Dibs! Apple in a microLED display patent fight with Samsung and LG... in Korea
Apple has applied for more than 30 patents on microLED display technology in Korea. Wait, what, isn't that Samsung and LG's home turf? MicroLED just sprung to fame thanks to reports that Apple has built a facility in California to research it, and eventually start producing its own displays for the iPhone, iPad, Apple Watch or Macs of the future.
As per Kim Jong-chan, chief of the Korean Intellectual Property Office’s display device screening team: "Apple’s application here appears to be due to the presence of Korean tech firms, including Samsung and LG, which may use Micro-LED panel for their devices in the future." You don't say.

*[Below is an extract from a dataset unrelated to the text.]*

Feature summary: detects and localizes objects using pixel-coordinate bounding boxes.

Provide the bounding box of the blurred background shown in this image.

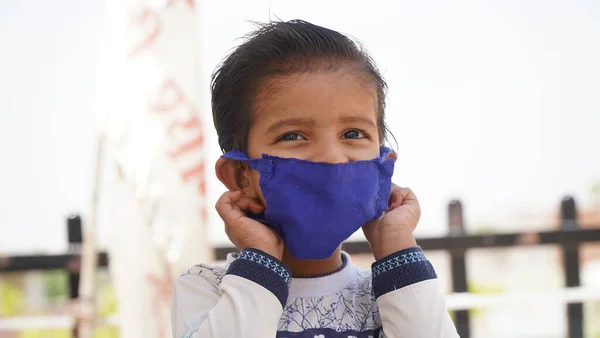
[0,0,600,338]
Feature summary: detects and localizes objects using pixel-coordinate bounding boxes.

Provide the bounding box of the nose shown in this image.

Samsung already showcased a huge microLED TV wall prototype, but mentioned that the panels can potentially be produced with any size and on a much larger scale, paving the way for the potential usage in phone, tablet and laptop displays. What's the rush, though, and why are the world's largest phone companies vying for microLED supremacy? Well, how about addressing all of the OLED disadvantages in one fell swoop - microLED screens are much brighter, while at the same time consuming less energy to display a unit of luminance, and don't suffer from the blue or any other LED degradation or burn-in issues.
LG microLED prototype display
Moreover, one need to look no further than the mutual dependency that Samsung and Apple created for themselves with the iPhone X. Samsung prepped factories to make tens of millions of its 5.8" OLED display panels at double the price of a regular LCD screen, pushing the bill of materials way up, and Apple, in its turn, transferring this increase to consumers with a $999 tag. The thing is, however, that users are increasingly balking at the record average selling prices that phones reached last year, spelling eventual trouble for Apple at the high-end of the market after analysts cut their iPhone X sales estimates for this quarter en masse. This, however, led to overcapacity at Samsung as well, which froze further OLED factory expansion efforts, and even experienced a stock price slide as a result of the flagging iPhone X sales.

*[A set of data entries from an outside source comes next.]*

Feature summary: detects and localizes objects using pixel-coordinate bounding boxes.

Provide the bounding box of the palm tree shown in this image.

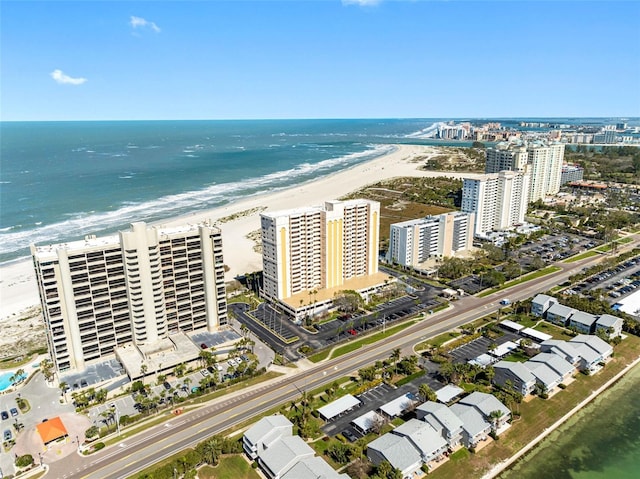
[203,436,222,466]
[58,381,69,402]
[489,409,504,432]
[390,348,400,376]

Depending on a sole supplier is apparently not healthy for both sides, even if the relationship is symbiotic, let alone if the two companies in question are the phone industry's bitterest rivals. That is why Apple may be planning to research and create the screens for its own gadgets, even if it outsources production to other companies in the end, and what better way to coral the market than lay the patent groundwork for the most promising future display technology, in the fight against Samsung's OLED near-monopoly.
So, when are we likely to see Apple's microLED patents bear fruit in a commercial iPhone? Hold your horses, as Samsung promised to show some prototypes this month, while Apple's research may still be in the lab stages, rather than being production-ready, and the Watch may be the first Apple gadget to get a microLED display, just like Apple experimented with OLED on it first.